Viva a Ivermectina, gritava o Coelho Branco na terra de Poti
 
 
                        “É tarde! É tarde! É tarde até que arde! Ai, ai, meu Deus! Alô, adeus! É tarde, é tarde, é tarde!”.
                                                                                                                   (Coelho Branco, Alice no País das Maravilhas)
 
Estamos salvos! Afinal estamos com a solução da nossa tragédia nas mãos, ou melhor, nas prateleiras das farmácias. Chega de pesquisas! Nosso cientista-mor, o deputado estadual Albert Dikson, um dos maiores especialistas do planeta terra em “nova cepa da COVID-19” anunciou aos quatro ventos que o tratamento precoce é fundamental para evitar a piora da saúde dos contaminado. 
 
A informação privilegiadíssima, que nem a Organização Mundial de Saúde (OMS) sabia, foi divulgada nas redes do deputado, que é oftalmologista, e espalhada como poeira ao vento.
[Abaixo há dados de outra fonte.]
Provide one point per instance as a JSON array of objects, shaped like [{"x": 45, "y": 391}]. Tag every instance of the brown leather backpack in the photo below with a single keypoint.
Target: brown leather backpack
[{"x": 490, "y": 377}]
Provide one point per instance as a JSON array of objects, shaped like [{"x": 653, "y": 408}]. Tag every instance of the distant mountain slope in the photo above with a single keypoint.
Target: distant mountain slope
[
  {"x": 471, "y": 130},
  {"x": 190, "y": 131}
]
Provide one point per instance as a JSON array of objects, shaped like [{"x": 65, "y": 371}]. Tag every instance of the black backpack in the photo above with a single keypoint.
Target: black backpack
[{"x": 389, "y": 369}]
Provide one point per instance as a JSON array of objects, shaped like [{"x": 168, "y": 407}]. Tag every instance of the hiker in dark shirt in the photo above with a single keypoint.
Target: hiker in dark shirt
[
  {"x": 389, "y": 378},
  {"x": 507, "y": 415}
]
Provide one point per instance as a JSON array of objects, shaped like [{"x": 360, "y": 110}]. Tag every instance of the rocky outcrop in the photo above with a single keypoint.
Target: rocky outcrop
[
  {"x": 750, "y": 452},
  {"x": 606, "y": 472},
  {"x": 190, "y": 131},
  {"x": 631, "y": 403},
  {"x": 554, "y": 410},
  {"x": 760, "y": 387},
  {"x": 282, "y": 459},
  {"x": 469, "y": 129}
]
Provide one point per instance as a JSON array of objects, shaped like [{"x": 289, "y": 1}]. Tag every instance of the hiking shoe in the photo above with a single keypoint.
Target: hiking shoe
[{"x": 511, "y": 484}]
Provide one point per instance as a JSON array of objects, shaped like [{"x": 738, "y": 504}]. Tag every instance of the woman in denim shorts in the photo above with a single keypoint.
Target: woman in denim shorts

O médico OFTALMOLOGISTA que não participa de NENHUMA equipe científica que se conheça e que estuda o vírus, esteve no programa “12 em Ponto”, da FM 98, que se deu ao desplante de dar espaço ao nobre deputado que nos deu uma espetacular aula de “não ciência”
 
Dikson, deputado estadual reeleito com mais de 30 mil votos, concluiu que um arsenal de remédios é recomendado para conter as travessuras da nova cepa. Que remédios milagrosos são esses? Ivermectina, corticóide, azitromicina, enoxaparina, bromexina xarope, etc. De acordo com o deputado cientista, as pessoas que chegam com problemas no fígado nos hospitais não são vítimas do tratamento precoce e sim da danadinha da cepa nova do Sars Cov 2. Como os milhares de médicos e instituições científicas do mundo todo, não chegaram à mesma conclusão?
 
Todo médico é “observacional”, segundo Dikson e ele observa, observa, observa, observa e...pimba, descobre a “cura”, pega um pouco de teoria, coloca num liquidificador e pronto! Que não se diga que a descoberta do deputado foi fortuita. De forma alguma. De acordo com o próprio, foi baseado em “inúmeras pesquisas” científicas e, inclusive deu o endereço do site, onde estariam todas as pesquisas. Depois liguem para ele e peçam.
 
Tal descoberta, que segundo o parlamentar-cientista é “pei pou” contra o vírus tem que ser divulgado até nos organismos mundiais, que, pobres coitados, continuam tateando para descobrir como debelar o pequeno vírus que, pelas palavras de Dikson, tem inteligência e percebeu como causar mais transtornos. E no programa o deputado cientista bateu o pé e disse que a cloroquina é sim eficaz. 
 
Bem, agora sabemos que dizer que o vermífugo e a cloroquina são ineficazes e tem, inclusive, efeitos colaterais perigosos, é fake News e a “razão” está com o Exército de Brancaleone da Cloroquina-Ivermectina.
 
Seria cômico se não estivéssemos vivenciando uma tragédia de proporções bíblicas e o Coelho Branco parece, nesse momento, o ser mais equilibrado para refletir sobre o momento. Estamos na festa louca do chá e o vírus, convidado especial de quem está na cabeceira da mesa, o Mandrião, sorve o chá com a certeza que, com a sua amiga, a ignorância, entregará ao Ceifador muitas vidas.